思考力が弱いと、AI検索は要約マシンになる
例えば、生成AIに「生成AIを業務に導入するメリットは何か」と問うと、業務効率化、コスト削減、スピード向上といった、もっともらしい答えが返ってくる。しかしこの使い方では、AI検索は「よくある情報の要約」にとどまる。その結果、得られる情報も表層的なものになり、「知っている話の再確認」で終わってしまう。
思考力がある人は、AI検索で「問いを更新する」
一方で、思考力のある人はAI検索をこれまでの検索と異なる位置付けで使うことができる。
上記と同じテーマでも、「自社の営業組織に生成AIを導入する場合、どの業務で効果が出やすいか」といった具体的な問いへと変えていく。ここでのAI検索の立ち位置は、生成AIの特徴を生かした「思考の壁打ち相手」に近いものとなる。
AI検索の回答を受けて情報を取捨選択し、次の問いを修正して深掘りしていく。この往復が可能になったことこそが、従来のWeb検索にはない、AI検索によって生まれる新しい価値だ。
思考力とは「わかっていないことを自覚する力」
生成AI活用における思考力とは、難解な理論を知っていることではない。むしろ、「自分は何を理解していて、何を理解していないのか」を正確に整理できる力、いわゆるメタ認知力だ。
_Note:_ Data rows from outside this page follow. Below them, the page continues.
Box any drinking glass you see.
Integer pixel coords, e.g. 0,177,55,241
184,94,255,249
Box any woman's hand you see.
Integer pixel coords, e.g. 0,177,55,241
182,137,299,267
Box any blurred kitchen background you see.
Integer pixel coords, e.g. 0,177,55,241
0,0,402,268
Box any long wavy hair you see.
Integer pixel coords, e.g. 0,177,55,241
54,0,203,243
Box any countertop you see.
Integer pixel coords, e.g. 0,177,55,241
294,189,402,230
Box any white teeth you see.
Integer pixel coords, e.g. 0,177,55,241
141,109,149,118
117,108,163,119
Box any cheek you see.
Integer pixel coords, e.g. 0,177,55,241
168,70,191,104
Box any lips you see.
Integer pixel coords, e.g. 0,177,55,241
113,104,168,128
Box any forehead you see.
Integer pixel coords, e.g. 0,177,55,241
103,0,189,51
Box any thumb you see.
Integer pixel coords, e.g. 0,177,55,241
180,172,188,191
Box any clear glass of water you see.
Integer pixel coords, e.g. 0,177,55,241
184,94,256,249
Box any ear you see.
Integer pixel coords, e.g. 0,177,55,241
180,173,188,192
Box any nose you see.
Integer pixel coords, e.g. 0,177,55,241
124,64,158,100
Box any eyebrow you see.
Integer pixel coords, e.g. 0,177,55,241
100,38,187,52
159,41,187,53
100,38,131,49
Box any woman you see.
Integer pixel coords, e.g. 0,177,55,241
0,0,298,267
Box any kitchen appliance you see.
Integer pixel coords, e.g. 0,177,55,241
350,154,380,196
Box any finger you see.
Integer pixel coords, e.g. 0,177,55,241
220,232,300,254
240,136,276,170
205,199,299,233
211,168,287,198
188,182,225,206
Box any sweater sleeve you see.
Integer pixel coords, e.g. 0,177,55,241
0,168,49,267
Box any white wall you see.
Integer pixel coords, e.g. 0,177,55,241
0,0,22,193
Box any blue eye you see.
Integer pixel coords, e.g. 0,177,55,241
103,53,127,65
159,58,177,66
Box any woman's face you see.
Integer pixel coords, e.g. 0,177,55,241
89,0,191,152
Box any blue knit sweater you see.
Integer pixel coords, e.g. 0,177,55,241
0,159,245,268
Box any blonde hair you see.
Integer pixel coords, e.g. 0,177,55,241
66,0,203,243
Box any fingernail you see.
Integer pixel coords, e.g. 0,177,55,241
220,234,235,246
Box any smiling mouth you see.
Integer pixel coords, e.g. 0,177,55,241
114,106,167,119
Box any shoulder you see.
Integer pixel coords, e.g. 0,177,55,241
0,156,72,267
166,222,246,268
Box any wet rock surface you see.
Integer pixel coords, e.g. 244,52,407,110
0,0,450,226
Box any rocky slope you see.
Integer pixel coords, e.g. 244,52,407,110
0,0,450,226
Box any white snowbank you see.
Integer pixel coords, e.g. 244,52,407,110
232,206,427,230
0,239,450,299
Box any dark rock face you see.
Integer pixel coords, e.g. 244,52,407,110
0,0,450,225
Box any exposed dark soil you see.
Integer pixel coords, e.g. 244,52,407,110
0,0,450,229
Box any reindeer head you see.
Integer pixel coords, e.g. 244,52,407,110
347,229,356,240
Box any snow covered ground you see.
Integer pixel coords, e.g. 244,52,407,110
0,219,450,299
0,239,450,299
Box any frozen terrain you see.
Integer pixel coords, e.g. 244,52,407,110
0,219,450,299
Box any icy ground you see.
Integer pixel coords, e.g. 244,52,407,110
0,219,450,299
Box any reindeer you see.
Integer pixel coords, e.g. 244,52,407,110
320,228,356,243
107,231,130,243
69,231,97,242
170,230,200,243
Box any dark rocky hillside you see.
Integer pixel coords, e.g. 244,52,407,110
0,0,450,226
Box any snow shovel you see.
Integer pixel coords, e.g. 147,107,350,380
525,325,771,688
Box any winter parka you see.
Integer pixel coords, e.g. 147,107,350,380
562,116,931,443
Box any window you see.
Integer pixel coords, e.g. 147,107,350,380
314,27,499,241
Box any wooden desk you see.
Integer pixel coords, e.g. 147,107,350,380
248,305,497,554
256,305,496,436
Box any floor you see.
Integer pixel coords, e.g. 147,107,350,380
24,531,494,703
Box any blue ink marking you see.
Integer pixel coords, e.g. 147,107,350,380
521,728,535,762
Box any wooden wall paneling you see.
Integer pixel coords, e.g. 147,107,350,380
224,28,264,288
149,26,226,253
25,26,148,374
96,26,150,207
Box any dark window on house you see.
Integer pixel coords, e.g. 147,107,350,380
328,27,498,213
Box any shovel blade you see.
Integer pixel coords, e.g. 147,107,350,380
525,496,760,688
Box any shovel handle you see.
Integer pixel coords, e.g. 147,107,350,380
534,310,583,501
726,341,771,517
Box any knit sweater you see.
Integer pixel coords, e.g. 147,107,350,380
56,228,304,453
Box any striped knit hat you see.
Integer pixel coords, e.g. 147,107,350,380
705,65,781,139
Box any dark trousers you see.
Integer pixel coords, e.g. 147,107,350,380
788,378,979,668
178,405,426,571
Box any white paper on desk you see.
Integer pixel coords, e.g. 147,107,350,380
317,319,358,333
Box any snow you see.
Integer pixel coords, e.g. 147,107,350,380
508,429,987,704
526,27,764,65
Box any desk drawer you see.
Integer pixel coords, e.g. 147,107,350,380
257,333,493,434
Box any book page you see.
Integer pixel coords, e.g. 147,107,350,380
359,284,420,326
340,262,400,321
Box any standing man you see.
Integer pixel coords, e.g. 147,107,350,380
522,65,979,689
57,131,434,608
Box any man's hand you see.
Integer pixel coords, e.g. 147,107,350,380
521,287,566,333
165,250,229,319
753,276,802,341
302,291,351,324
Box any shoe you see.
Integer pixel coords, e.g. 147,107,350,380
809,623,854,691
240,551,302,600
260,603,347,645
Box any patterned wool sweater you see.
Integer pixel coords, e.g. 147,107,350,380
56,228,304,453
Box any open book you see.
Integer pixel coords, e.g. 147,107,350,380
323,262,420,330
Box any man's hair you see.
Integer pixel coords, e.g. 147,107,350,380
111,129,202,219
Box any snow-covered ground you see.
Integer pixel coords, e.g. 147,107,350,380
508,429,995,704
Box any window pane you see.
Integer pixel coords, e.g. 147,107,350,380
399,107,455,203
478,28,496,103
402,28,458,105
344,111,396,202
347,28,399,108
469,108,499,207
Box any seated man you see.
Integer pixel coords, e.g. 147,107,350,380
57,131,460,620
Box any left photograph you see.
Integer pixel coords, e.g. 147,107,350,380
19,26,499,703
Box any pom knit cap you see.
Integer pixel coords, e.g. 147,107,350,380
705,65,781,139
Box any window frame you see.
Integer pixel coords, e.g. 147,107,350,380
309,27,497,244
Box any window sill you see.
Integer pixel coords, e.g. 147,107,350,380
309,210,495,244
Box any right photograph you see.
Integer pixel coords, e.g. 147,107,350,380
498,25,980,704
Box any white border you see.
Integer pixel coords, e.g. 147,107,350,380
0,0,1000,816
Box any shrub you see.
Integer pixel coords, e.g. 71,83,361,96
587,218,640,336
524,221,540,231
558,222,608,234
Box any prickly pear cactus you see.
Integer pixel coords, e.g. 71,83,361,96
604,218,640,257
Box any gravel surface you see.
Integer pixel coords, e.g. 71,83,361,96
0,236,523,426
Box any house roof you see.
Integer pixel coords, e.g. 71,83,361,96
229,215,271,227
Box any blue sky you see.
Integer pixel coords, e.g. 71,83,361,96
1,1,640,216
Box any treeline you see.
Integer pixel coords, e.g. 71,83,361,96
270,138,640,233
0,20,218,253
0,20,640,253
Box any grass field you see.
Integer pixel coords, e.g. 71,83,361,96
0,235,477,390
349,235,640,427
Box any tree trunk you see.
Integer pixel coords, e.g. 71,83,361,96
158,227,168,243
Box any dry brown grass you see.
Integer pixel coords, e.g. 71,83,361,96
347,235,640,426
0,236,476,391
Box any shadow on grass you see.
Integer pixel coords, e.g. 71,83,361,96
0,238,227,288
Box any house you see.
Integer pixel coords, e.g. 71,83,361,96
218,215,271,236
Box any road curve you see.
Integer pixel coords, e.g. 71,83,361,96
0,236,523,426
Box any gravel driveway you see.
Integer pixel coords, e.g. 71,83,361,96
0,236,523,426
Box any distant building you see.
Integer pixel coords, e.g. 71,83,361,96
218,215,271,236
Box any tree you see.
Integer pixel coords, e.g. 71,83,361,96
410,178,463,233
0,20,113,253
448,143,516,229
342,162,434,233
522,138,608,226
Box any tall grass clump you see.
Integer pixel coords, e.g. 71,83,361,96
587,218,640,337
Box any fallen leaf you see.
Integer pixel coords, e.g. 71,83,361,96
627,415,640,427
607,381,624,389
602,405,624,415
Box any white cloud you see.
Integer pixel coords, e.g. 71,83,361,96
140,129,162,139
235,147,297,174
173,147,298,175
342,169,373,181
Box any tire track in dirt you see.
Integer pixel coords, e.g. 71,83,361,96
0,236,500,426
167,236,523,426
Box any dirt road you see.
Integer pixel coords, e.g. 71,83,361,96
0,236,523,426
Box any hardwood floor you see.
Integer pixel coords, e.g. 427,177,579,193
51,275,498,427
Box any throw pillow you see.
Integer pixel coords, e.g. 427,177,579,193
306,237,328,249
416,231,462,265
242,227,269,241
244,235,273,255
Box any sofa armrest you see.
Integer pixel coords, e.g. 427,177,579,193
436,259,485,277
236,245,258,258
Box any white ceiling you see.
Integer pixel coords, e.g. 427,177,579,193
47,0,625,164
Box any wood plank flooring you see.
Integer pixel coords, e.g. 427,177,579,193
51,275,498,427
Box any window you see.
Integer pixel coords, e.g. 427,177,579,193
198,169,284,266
AI検索を使う時も「答えが欲しい」という姿勢だけでなく、「判断に必要な前提は何か」「追加で検討すべき論点は何か」と考えられるかどうかで、得られる情報の価値が大きく変わる。生成AIに別の観点を提示させることで、自分の問いを見直し、より価値あるものへと鍛え上げていく。
正しい期待値でAIを活用する
生成AIは強力なツールだが、過度な期待を抱くと失望にもつながる。